[sdiy] VCS3 heat
Magnus Danielson
cfmd at bredband.net
Thu Jun 30 09:33:34 CEST 2005
From: mark verbos <mverbos at earthlink.net>
Subject: [sdiy] VCS3 heat
Date: Wed, 29 Jun 2005 22:49:17 -0400
Message-ID: <42C35DAD.8060605 at earthlink.net>
> Hi everybody,
Mark,
> After 10 years of having only one side on my VCS3, I have found and
> replaced the amplifier chip. The channel now works but I am worried by
> one thing still. Should the power resistors at the top of that board be
> getting so hot that they burn my hand when touched? The board shows
> burning around the solder points. What would cause that? Is it normal? I
> just don't want to be right back to a blown chip next week.
The power-supply of Mk I VCS3 and Synthi-A runs hot, since it uses shunting
regulation. In that powersupply the resistors run hot. My best recommendation
is to mount either larger resistors (more mass and heat-radiating surface) and
make sure it has alot air-contact for convection.
Whatever you do, make sure that the solder-points are fresh. Mk I PSUs all
suffer from heat-related stress so you can see that there is tubes in the
solderjoints and the resistor leads is becomming more and more "just inserted"
into those tubes. Scary stuff.
They redesigned them for the Mk II. There also exists a few variations on the
Mk I theme. On a Synthi-A Mk I we moved the initial transistor to the aluminium
frame and that helped to distribute the heat from concentrated heat to
distributed form. On that Mk I there was an additional transistor, but the
extra alu-flange on the PSU board is *BAD* since it creates a local "heat
pocket" under which all heat-radiating transistors and resistors all sitt in
reduced convection and creating their own micro-climate of considerable heat.

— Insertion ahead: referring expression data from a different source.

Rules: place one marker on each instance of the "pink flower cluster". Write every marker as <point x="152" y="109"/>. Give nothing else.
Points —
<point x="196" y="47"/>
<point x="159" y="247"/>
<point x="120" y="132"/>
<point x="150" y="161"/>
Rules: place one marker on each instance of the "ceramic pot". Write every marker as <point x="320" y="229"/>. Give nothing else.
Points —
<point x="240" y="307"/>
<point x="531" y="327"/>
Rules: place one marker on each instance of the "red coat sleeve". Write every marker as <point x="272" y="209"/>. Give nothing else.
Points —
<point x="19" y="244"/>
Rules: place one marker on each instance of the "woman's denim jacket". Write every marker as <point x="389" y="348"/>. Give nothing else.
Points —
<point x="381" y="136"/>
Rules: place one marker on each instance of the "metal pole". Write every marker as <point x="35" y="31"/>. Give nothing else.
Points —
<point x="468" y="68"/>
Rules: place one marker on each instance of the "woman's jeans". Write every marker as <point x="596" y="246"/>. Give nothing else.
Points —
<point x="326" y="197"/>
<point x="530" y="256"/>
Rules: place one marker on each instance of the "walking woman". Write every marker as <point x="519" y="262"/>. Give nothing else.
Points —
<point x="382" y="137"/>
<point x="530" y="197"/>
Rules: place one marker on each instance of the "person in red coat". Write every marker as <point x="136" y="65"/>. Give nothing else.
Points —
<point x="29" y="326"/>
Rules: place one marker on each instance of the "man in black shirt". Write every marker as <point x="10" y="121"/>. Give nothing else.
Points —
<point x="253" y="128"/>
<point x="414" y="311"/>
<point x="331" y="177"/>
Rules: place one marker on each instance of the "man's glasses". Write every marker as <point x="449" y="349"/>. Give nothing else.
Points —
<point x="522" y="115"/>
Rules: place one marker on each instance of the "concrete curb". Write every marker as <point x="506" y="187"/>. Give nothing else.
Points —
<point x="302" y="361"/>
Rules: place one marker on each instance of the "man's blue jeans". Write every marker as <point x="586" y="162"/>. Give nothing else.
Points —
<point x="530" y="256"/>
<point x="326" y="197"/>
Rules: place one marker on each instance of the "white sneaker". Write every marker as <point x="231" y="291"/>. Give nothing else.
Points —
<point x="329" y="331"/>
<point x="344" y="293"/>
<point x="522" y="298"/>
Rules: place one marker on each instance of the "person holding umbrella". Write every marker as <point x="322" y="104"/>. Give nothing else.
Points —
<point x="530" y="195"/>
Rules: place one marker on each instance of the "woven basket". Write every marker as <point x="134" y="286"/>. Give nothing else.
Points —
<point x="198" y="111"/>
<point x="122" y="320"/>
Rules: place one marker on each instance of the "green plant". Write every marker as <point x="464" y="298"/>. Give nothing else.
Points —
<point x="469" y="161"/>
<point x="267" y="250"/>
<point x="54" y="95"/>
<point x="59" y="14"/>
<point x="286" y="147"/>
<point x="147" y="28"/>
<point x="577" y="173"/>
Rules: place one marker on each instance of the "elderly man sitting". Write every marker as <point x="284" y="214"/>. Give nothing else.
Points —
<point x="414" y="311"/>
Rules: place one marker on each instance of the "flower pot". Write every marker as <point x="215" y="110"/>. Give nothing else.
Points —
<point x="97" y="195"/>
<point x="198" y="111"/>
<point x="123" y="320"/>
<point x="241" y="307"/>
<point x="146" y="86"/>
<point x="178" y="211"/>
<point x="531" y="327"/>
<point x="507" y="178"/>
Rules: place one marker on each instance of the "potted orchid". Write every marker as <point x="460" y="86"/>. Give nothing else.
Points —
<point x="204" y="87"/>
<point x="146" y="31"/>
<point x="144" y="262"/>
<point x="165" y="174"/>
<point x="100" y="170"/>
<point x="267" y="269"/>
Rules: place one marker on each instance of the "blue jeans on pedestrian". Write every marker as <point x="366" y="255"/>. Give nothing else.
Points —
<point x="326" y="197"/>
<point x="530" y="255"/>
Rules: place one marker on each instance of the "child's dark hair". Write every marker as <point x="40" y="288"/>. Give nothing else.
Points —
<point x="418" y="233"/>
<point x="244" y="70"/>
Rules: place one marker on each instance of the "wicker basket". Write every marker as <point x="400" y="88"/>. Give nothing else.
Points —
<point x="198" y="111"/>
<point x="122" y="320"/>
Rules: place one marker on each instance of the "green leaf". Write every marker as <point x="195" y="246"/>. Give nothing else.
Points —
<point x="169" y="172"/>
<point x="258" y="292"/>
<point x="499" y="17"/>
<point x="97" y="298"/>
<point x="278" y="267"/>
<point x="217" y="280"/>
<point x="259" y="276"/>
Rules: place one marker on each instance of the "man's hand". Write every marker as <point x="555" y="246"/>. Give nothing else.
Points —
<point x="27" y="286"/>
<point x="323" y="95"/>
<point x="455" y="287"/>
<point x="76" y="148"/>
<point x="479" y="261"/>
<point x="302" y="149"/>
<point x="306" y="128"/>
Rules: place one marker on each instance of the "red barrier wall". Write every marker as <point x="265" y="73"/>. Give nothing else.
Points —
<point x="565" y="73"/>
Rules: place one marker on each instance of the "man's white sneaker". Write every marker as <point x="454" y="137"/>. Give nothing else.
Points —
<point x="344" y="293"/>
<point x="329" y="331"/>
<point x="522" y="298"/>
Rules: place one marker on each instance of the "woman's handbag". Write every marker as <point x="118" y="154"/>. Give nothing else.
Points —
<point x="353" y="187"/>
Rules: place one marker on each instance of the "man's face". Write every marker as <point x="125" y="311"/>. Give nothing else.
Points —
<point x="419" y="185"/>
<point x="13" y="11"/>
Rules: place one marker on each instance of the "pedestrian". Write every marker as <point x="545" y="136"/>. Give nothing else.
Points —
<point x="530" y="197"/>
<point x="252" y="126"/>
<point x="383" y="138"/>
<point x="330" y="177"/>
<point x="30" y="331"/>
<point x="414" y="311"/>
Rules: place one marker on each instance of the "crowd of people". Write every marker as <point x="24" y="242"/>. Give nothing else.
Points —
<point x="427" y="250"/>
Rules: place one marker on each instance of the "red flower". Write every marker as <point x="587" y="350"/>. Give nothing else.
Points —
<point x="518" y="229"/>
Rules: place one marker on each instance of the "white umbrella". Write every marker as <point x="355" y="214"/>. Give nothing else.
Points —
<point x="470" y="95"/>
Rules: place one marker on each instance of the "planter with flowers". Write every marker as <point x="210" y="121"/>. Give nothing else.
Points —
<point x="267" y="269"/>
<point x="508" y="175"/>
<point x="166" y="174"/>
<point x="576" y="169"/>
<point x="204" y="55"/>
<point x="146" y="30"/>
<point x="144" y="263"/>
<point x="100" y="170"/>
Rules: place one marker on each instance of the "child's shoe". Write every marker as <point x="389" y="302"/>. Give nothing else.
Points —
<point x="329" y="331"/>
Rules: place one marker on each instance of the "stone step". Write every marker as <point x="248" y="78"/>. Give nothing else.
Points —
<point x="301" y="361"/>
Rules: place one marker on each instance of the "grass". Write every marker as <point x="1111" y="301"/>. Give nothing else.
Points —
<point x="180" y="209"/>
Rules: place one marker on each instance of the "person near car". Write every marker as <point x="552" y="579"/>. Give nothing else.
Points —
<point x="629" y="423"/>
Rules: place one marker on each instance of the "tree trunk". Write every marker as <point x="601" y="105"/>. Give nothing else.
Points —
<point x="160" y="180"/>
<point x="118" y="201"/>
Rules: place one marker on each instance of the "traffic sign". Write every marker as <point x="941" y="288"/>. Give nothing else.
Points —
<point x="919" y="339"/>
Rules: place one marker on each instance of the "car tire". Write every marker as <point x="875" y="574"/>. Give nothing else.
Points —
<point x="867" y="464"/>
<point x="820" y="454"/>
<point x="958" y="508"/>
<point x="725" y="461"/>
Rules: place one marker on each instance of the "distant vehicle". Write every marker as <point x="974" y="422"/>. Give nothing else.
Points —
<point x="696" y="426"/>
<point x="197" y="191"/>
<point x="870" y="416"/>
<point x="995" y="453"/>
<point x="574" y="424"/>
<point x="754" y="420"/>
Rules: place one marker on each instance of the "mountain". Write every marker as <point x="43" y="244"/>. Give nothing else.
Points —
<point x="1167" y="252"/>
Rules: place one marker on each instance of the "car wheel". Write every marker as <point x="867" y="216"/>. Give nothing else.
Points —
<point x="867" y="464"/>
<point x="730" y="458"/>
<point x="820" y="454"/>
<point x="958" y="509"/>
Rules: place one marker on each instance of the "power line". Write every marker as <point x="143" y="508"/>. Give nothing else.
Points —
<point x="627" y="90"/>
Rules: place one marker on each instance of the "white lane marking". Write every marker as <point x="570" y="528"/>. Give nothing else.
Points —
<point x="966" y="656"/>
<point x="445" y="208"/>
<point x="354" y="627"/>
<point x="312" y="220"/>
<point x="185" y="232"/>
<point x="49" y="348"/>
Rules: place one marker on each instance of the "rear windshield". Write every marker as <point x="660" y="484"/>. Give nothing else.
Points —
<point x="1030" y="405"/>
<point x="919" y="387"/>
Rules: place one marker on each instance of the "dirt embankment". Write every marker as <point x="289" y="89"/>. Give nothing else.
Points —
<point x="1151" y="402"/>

Moving the transistor and resistor of-board to the Alu-frame and remove the
heat flange severly improved the state. Beware of copper-strips comming of the
board or having micro-cracks. I've seen a VCS3 being totally dead due to a
micro-crack on the PSU board.
Fun machines, but the PSUs can be a head-acke to repair, and so far all the
ones I have done have had different failure-modes.